Dr. Grocott’s alternative hypothesis that the increased S100β and neuron-specific enolase may have been caused by inflammatory responses to surgery and extracorporeal circulation and that patients with the ApoE4 genotype may exhibit exaggerated inflammatory responses is reasonable and novel. This explanation may also be interpreted as consistent with our conclusion because neurologic injury is often associated with, or pathophysiologically related to, inflammatory processes. Thus, as Dr. Grocott correctly suggests, all of these biomarker correlations really may be nothing more than epiphenomena for more fundamental processes like inflammation or increased bleeding. We hope future work will provide the answer.
W. Andrew Kofke, MD, MBA
Albert Cheung, MD
Patrick Konitzer, MD
Departments of Anesthesia and Neurosurgery
University of Pennsylvania
1. Siman R, McIntosh TK, Soltesz KM, et al. Surrogate markers for experimental brain damage in the rat. Program No. 11.3. 2003 Abstract Viewer/Itinerary Planner. Washington, DC: Society for Neuroscience, 2003. Available at: http://sfn.scholarone.com/itin2003/index.html
. Accessed December 1, 2004.
2. Tardiff BE, Newman MF, Saunders AM, et al. Preliminary report of a genetic basis for cognitive decline after cardiac operations. Ann Thorac Surg 1997;64:715–20.

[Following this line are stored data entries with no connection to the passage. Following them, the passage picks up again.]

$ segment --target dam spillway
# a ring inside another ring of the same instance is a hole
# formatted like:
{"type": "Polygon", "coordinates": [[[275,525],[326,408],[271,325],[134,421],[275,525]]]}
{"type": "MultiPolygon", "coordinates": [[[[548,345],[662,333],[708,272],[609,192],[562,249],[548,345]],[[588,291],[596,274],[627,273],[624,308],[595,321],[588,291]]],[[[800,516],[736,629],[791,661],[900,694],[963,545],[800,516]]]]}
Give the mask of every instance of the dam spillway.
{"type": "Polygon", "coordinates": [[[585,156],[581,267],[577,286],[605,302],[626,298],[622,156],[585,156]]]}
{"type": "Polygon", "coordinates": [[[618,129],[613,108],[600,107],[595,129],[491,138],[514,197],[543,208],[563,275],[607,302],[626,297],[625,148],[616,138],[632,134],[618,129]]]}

3. Georgiadis D, Berger A, Kowatschev E, et al. Predictive value of S-100beta and Neuron specific enolase serum levels for adverse neurologic outcome after surgery. J Thorac Cardiovasc Surg 2000;119:138–47.
4. Cheung AT, Stecker MM, Weiss SJ, et al. Astrocyte S-100 (S-100) and neuron-specific enolase (NSE) increase during circulatory arrest with retrograde cerebral perfusion (RCP). Anesthesiology 1999;91:A77.